After the Soviet withdrawal, the warm welcome of refugees by policymakers began to wane. Without a national legal regime, Afghan refugees became exposed to the capriciousness of government officials and continue to be exploited as a resource in Pakistan’s relations with Afghanistan. After the defeat of the Taliban, during the two decades of civilian rule, Pakistan’s treatment of afghan refugees followed the ebb and flow of its relations with Afghanistan. Harassment of Afghan refugees at the hands of security agencies would intensify during periods of increased tensions between the two governments.
The treatment of Afghan refugees shows an utter failure on the part of consecutive Pakistani governments to provide a durable solution to the problem. Refusal to apply section 4 of the Citizenship Act 1951, which gives citizenship to persons born in Pakistan, ensures the continuation of the crisis. At the very least, the government could create a legal regime that grants Afghan refugees the right to reside in Pakistan for more than a few months at a time. During the last decade, Proof of Registration Cards were used as identification documents for Afghan refugees. They expired in 2012 and were periodically renewed for a few months leaving refugees vulnerable to harassment by government agencies. Even the new smart cards issued in 2021 will only be valid till 30 June 2023. The new cards also demonstrate how the crisis has been needlessly prolonged. Out of 1.25 million Afghan refugees who were issued smart cards, more than 200,000 are children under the age of five, showing how refugeehood is perpetuated for successive generations born in Pakistan.
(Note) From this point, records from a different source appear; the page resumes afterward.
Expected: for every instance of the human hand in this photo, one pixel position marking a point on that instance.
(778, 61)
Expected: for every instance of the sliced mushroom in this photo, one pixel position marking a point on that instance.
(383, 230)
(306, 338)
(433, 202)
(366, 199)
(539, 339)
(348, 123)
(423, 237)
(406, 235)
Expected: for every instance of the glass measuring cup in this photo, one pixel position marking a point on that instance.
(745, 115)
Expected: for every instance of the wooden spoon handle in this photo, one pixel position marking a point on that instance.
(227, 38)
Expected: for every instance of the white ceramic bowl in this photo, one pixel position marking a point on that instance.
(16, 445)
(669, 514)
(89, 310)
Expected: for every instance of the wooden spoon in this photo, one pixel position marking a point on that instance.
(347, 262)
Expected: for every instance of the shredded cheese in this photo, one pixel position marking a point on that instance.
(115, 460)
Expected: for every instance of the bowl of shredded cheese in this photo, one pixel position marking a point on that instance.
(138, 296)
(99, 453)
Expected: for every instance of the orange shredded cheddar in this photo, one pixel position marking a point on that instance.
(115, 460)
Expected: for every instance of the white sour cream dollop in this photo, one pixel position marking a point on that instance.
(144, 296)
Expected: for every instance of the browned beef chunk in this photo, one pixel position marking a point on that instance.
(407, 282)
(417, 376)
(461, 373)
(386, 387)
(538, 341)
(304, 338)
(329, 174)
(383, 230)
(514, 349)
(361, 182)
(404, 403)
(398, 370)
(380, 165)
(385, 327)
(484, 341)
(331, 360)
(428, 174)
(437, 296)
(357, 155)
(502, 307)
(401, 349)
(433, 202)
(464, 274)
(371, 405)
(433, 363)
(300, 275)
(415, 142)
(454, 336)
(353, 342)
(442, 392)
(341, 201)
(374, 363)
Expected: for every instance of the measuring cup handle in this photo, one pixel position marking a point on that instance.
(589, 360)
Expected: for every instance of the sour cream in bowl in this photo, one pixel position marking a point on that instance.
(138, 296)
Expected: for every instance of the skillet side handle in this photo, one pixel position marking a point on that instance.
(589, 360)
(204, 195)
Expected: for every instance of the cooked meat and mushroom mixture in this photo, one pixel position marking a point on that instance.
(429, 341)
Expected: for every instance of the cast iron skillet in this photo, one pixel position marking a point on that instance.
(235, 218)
It is particularly disappointing that refugees would become pawns of politics in a country that faced the horrors of Partition and in which the Muhajirs and their descendants form an indelible part of the identity. The subsequent treatment of refugees by successive governments stands in contrast to the declaration of Jinnah, who, upon admittance of Pakistan to the UN, stated that ‘Pakistan will never be found wanting in extending its moral and material support to the oppressed … and [in] upholding the principles of the UN Charter.’ This treatment forgets the lessons from the early history of Islam when the people of Madinah welcomed the Prophet and his Companions with open arms.
References
[1] UN GAOR, 3rd Comm, 4th sess, 264th mtg, UN Doc A/C.3/SR.264 (15 November 1949) para 5.
[2] Mrs Aase Lionaes, delegate of Norway, see UN GAOR, 3rd Comm, 4th sess, 263rd mtg, UN Doc A/C.3/SR.263 (15 November 1949) para 29.
[3] The definition proposed by UK was criticised as constituting ‘a blank cheque signed by the United Nations’ by the US delegation, see UN GAOR, 3rd Comm, 5th sess, 326th mtg, UN Doc A/C.3/SR.326 (24 November 1950) para 57.
[4] Md. Sadaqat Khan (Fakku) and Others v Chief Election Commissioner, Bangladesh Election Commission (2008) 60 DLR (AD) 407 (Supreme Court of Bangladesh).